As a property manager, Barry Lewis used to use EBM RentCover before he joined the firm as a Business

Relationship Executive in New South Wales nine years ago. “I used to promote it to my landlords. It’s more

comprehensive cover than any other around and it’s not just a policy, it’s a whole division of EBM,” he says.

“It’s good knowing you’re selling something worthwhile and having an ongoing relationship with clients. I’m 100% behind RentCover which makes it easy to sell and talk about,” he says. Barry joined EBM Insurance Brokers keen to capitalise on his property management experience without the stress of being

the “ham in the sandwich” tasked with satisfying almost 1,300 tenants and owners associated with his 450-strong rent roll.

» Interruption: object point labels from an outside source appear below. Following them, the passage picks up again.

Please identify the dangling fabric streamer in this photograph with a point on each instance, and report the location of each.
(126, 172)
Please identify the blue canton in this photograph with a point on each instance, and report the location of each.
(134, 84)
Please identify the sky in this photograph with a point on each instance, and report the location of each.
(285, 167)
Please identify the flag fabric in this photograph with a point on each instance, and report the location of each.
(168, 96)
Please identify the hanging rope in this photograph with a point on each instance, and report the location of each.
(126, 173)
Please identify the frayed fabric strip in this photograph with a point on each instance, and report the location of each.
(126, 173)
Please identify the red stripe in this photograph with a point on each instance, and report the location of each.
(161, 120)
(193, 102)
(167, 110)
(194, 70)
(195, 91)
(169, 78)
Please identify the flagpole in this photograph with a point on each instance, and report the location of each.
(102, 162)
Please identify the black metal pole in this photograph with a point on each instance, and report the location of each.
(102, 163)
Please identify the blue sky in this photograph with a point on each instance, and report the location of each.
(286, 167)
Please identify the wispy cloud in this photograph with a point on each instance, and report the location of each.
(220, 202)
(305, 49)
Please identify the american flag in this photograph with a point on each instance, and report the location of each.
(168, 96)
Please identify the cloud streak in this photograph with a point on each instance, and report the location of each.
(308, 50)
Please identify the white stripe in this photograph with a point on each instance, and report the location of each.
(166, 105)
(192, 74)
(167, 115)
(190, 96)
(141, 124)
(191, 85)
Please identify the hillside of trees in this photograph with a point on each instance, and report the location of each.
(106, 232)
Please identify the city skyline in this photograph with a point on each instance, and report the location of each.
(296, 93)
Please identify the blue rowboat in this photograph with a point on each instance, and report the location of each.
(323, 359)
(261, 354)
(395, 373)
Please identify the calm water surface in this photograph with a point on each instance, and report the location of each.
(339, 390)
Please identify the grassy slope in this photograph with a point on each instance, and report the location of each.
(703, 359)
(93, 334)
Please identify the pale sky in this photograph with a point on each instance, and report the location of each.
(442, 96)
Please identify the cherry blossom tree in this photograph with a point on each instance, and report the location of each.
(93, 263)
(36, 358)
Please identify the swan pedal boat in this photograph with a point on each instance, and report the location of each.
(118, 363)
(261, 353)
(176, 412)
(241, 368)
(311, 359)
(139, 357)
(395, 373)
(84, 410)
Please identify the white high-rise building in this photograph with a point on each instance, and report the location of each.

He enjoys the autonomy of the EBM role. While he’s often on the road, there’s support from the office and constant contact with clients: “It’s very social even though I’m working by myself. It’s the best of both worlds.” Barry is about to extend his third relationship with EBM RentCover - as a customer; he is building a granny flat to rent out on his corner-block home on the Central Coast. He already buys EBM RentCover on behalf of his mother, whose home is being rented out as she is in a nursing home.

Outside work, Barry enjoys spending time with his adult children and a wide circle of friends.

Barry’s passion for music - and ability to play both guitar and piano - means some gatherings become rock music jam sessions.

He’s also part of a high-performing pub trivia night team: “I cover music and entertainment, another person does sport, someone else is well-travelled – and we all read the newspapers. We save up our winnings until we have seven or eight hundred dollars and go for a splash-out meal.”